ABC's 'Apartment 23' restores original title

The official new title of Dreama Walker and Krysten Ritter's show is "Don't Trust The B----- in Apartment 23."

Story highlights

  • The sitcom's title was shorted to "Apartment 23" before the upfronts in May
  • The official new title of the show is "Don't Trust The B----- in Apartment 23"
  • "Good Christian B**ches" was changed to "Good Christian Belles" and then to "GCB"
After ABC changed a new show's mildly profane title during development, upcoming comedy "Apartment 23" has now more-or-less reverted to its original head-turning name.

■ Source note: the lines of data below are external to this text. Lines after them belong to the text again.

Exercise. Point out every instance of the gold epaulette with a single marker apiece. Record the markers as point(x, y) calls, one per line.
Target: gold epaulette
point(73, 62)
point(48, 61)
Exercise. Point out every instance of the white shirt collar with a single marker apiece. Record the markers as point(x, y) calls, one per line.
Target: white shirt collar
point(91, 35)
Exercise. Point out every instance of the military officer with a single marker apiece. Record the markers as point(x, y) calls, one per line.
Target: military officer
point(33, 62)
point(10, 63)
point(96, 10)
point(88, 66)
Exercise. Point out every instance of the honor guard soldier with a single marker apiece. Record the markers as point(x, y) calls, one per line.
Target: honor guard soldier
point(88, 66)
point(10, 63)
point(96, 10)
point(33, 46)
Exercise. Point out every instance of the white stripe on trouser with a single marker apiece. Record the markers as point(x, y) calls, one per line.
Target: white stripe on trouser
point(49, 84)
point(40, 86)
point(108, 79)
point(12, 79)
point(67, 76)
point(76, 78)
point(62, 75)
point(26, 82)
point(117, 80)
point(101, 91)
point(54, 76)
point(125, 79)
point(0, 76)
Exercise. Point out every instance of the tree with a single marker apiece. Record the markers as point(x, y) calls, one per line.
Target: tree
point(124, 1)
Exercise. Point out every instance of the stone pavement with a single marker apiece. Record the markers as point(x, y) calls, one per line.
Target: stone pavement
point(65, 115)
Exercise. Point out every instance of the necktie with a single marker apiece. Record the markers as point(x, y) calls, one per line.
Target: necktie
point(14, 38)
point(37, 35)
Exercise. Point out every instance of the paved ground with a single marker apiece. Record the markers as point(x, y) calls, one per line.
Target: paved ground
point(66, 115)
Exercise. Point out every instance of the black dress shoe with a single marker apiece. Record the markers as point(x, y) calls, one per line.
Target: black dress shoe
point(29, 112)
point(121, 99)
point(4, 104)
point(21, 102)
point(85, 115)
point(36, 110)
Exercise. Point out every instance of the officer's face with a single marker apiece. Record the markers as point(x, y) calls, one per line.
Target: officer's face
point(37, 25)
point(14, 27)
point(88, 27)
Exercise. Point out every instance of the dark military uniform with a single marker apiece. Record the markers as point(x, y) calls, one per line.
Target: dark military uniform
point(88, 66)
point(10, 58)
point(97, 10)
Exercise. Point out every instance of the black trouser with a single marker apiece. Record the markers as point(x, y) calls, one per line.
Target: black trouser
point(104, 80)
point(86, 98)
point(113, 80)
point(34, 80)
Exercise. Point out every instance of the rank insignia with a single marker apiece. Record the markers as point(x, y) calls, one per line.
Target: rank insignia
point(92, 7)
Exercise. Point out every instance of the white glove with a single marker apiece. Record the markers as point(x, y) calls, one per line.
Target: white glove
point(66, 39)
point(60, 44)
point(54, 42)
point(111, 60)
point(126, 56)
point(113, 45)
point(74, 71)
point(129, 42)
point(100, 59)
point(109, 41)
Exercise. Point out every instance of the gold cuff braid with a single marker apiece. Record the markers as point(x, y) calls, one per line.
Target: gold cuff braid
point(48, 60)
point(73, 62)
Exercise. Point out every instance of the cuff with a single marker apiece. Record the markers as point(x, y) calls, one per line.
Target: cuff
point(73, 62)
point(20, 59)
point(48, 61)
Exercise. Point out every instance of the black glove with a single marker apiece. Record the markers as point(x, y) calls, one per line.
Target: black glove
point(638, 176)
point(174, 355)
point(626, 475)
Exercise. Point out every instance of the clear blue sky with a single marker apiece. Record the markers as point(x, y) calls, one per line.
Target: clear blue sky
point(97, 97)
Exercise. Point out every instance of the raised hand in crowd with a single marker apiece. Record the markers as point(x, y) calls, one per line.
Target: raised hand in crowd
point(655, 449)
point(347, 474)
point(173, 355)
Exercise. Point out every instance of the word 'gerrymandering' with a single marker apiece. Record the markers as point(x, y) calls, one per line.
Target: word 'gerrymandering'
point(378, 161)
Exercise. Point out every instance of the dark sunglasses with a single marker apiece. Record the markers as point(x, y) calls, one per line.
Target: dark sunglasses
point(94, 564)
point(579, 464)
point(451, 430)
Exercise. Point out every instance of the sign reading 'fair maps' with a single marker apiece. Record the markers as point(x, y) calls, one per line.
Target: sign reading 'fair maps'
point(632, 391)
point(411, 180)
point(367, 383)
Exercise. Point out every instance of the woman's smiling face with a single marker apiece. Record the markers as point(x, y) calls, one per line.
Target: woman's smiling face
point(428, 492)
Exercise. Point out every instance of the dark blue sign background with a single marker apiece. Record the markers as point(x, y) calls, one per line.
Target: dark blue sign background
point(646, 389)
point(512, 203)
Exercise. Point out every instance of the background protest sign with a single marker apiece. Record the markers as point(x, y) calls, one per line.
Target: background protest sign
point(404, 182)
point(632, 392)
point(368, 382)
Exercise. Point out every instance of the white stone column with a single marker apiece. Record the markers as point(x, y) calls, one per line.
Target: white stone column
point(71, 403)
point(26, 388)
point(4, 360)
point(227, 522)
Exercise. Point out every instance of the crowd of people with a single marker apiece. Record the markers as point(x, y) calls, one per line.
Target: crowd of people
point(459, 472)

The official new title of the show is "Don't Trust The B----- in Apartment 23," dashing out the letters of the curse in an attempt to soften its impact (not entirely unlike how CBS solved buying short-lived "S**t My Dad Says" last season, substituting the non-word "$#*!").

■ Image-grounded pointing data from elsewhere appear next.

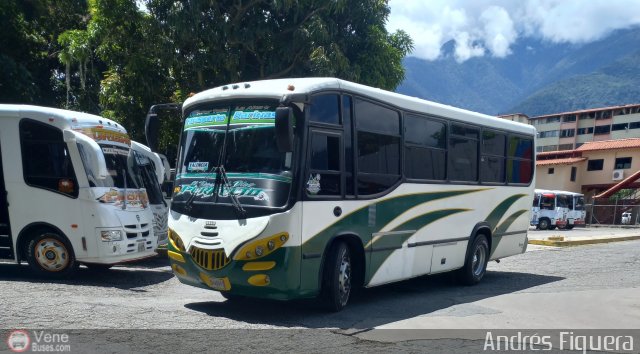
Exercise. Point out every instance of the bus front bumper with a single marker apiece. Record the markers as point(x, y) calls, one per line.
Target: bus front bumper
point(276, 276)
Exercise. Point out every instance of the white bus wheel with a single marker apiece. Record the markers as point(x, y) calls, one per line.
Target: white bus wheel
point(48, 254)
point(475, 266)
point(338, 277)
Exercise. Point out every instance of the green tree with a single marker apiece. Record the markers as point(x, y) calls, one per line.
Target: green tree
point(29, 68)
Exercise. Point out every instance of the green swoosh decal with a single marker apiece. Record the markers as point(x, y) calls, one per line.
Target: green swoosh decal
point(503, 228)
point(396, 241)
point(496, 214)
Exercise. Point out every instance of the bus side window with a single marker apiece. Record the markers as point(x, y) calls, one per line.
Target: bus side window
point(325, 176)
point(45, 158)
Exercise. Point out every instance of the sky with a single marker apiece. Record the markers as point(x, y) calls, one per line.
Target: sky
point(491, 27)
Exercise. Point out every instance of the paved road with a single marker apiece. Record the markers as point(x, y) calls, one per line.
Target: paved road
point(595, 286)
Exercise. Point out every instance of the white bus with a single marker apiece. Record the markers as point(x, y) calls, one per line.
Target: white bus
point(297, 188)
point(554, 208)
point(71, 191)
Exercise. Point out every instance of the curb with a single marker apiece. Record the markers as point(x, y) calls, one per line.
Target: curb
point(582, 242)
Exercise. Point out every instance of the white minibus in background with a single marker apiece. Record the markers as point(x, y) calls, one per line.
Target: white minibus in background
point(71, 191)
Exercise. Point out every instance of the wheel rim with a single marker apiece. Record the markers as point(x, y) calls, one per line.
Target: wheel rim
point(344, 278)
point(479, 257)
point(51, 255)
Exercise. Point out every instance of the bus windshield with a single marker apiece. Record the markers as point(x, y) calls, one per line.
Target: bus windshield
point(122, 168)
point(241, 139)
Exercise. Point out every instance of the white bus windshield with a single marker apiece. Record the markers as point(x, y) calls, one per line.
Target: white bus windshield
point(122, 168)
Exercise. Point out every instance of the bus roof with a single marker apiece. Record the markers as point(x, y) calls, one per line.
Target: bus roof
point(64, 118)
point(98, 128)
point(278, 88)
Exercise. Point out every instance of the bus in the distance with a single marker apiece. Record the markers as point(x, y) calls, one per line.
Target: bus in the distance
point(555, 208)
point(71, 191)
point(300, 188)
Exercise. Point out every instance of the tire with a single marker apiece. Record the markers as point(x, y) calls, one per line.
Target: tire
point(97, 267)
point(50, 255)
point(475, 266)
point(231, 297)
point(543, 224)
point(337, 282)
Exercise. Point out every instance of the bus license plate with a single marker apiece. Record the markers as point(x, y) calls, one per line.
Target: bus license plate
point(217, 283)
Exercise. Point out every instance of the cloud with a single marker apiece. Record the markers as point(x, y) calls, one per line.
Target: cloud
point(491, 27)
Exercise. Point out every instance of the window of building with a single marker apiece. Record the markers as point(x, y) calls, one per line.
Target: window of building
point(425, 148)
point(565, 133)
point(595, 165)
point(45, 158)
point(619, 126)
point(378, 136)
point(548, 134)
point(623, 163)
point(325, 109)
point(602, 129)
point(582, 131)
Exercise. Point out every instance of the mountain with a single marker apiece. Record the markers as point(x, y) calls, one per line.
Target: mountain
point(537, 78)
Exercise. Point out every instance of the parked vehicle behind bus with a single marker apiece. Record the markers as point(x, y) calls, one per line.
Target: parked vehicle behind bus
point(298, 188)
point(576, 212)
point(71, 191)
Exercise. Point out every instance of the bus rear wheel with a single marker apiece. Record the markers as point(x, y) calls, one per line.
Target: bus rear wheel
point(475, 266)
point(336, 288)
point(49, 254)
point(543, 224)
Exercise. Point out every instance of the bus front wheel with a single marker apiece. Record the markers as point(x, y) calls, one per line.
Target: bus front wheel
point(337, 283)
point(49, 254)
point(475, 266)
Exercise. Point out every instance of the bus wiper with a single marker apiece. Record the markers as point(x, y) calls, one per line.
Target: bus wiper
point(234, 198)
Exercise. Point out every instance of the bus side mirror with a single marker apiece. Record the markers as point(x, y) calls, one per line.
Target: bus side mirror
point(151, 129)
point(284, 129)
point(157, 163)
point(96, 160)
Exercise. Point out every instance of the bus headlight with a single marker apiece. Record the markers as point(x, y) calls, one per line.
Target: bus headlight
point(176, 241)
point(262, 247)
point(110, 235)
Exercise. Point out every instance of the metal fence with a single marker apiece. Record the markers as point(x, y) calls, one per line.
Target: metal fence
point(613, 212)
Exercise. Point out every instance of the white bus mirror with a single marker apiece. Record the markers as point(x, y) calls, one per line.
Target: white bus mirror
point(284, 128)
point(96, 160)
point(146, 151)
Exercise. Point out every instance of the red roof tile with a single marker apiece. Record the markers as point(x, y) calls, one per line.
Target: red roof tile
point(566, 161)
point(633, 143)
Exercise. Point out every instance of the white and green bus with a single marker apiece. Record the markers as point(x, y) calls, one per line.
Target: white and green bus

The Disney-owned network has two upcoming shows that previously used the word "b**ch" in their title -- "Don't Trust the B**ch in Apartment 23" and drama "Good Christian B**ches." The former was shorted to "Apartment 23" right before the network's broadcast upfront presentation in May. The latter was change to "Good Christian Belles," and was then changed again to "GCB." ("Good Christian B**ches," in particular, was singled out by some culture critics who were ready to pounce on the show should it hit the air with its original title).

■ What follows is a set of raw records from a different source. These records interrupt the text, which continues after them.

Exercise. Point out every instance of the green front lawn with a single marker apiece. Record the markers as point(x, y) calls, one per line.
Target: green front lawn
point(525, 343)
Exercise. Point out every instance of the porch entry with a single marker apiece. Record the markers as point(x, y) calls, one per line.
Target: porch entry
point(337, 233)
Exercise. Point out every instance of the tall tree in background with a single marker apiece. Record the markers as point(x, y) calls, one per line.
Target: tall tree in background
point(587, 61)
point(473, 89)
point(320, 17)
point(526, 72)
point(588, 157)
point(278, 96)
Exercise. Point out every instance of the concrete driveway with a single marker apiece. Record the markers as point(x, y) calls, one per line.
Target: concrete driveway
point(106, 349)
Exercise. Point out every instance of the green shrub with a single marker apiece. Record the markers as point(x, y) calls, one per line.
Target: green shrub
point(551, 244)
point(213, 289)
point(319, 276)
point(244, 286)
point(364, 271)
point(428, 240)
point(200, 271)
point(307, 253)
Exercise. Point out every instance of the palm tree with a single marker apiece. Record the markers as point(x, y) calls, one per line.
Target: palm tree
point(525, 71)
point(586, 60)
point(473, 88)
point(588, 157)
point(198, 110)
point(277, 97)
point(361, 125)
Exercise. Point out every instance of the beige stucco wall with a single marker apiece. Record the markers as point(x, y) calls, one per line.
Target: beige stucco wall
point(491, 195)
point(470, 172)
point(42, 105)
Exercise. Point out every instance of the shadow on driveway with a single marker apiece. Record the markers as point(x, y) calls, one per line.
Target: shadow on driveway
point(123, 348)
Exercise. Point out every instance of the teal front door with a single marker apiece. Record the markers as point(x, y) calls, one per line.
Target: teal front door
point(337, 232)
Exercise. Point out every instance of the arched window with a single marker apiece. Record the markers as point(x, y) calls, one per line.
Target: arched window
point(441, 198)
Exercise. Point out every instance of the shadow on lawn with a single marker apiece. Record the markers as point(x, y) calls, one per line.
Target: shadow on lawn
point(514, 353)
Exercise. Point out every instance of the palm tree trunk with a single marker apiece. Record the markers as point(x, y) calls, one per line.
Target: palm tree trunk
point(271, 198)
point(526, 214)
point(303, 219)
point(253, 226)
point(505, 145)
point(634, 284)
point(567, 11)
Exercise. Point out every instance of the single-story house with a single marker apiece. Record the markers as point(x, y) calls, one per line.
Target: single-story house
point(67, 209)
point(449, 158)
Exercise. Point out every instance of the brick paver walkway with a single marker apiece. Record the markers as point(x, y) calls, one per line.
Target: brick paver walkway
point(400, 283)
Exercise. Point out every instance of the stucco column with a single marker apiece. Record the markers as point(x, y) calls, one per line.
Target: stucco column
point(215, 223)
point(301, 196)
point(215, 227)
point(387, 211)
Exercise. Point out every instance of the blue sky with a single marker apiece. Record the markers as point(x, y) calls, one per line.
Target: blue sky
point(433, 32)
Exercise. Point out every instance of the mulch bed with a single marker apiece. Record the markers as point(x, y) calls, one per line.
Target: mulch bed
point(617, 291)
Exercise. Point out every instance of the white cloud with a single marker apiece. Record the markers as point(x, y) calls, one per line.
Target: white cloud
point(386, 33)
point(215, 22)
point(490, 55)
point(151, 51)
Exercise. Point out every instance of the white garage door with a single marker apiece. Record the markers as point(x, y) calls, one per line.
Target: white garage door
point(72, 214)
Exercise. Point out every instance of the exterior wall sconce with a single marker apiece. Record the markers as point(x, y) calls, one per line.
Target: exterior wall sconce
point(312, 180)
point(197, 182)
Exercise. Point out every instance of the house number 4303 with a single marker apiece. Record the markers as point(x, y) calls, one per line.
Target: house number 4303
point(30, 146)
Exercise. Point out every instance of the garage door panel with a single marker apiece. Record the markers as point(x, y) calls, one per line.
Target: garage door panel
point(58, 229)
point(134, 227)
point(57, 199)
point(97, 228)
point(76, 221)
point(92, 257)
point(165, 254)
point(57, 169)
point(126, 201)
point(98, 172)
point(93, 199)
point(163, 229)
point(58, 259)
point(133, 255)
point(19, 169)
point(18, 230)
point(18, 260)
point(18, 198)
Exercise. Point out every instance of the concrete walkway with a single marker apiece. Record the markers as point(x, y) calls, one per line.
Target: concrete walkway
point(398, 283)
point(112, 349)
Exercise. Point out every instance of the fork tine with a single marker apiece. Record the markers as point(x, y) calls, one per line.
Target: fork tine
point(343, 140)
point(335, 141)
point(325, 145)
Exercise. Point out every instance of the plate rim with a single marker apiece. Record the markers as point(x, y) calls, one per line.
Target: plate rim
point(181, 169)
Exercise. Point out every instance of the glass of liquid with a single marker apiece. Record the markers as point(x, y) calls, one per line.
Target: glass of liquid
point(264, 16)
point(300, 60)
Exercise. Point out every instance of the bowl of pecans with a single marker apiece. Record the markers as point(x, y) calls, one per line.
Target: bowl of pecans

In the case of "Apartment 23," the new title was rather anonymous; it didn't tell you anything about the show. The new version more clearly suggests the show's premise -- about a naive midwesterner (Dreama Walker) who moves in with a hardcore party girl (Krysten Ritter). And given that CBS' "2 Broke Girls" and Fox's "New Girl" have successfully launched girl-with-new-roommate(s)-in-the-big-city premises this fall, the cleverly written "Apartment 23" might likewise pop for viewers. The show does not yet have a premiere date, but is expected to debut sometime this season.
Although networks are wary about the swear word in a show's title, on-air use is fair game. According to a story in the New York Times a couple years ago, the use of the word "b**ch" in primetime tripled in the last decade, growing to 1,277 uses on 685 shows in 2007 from 431 uses on 103 prime-time episodes in 1998.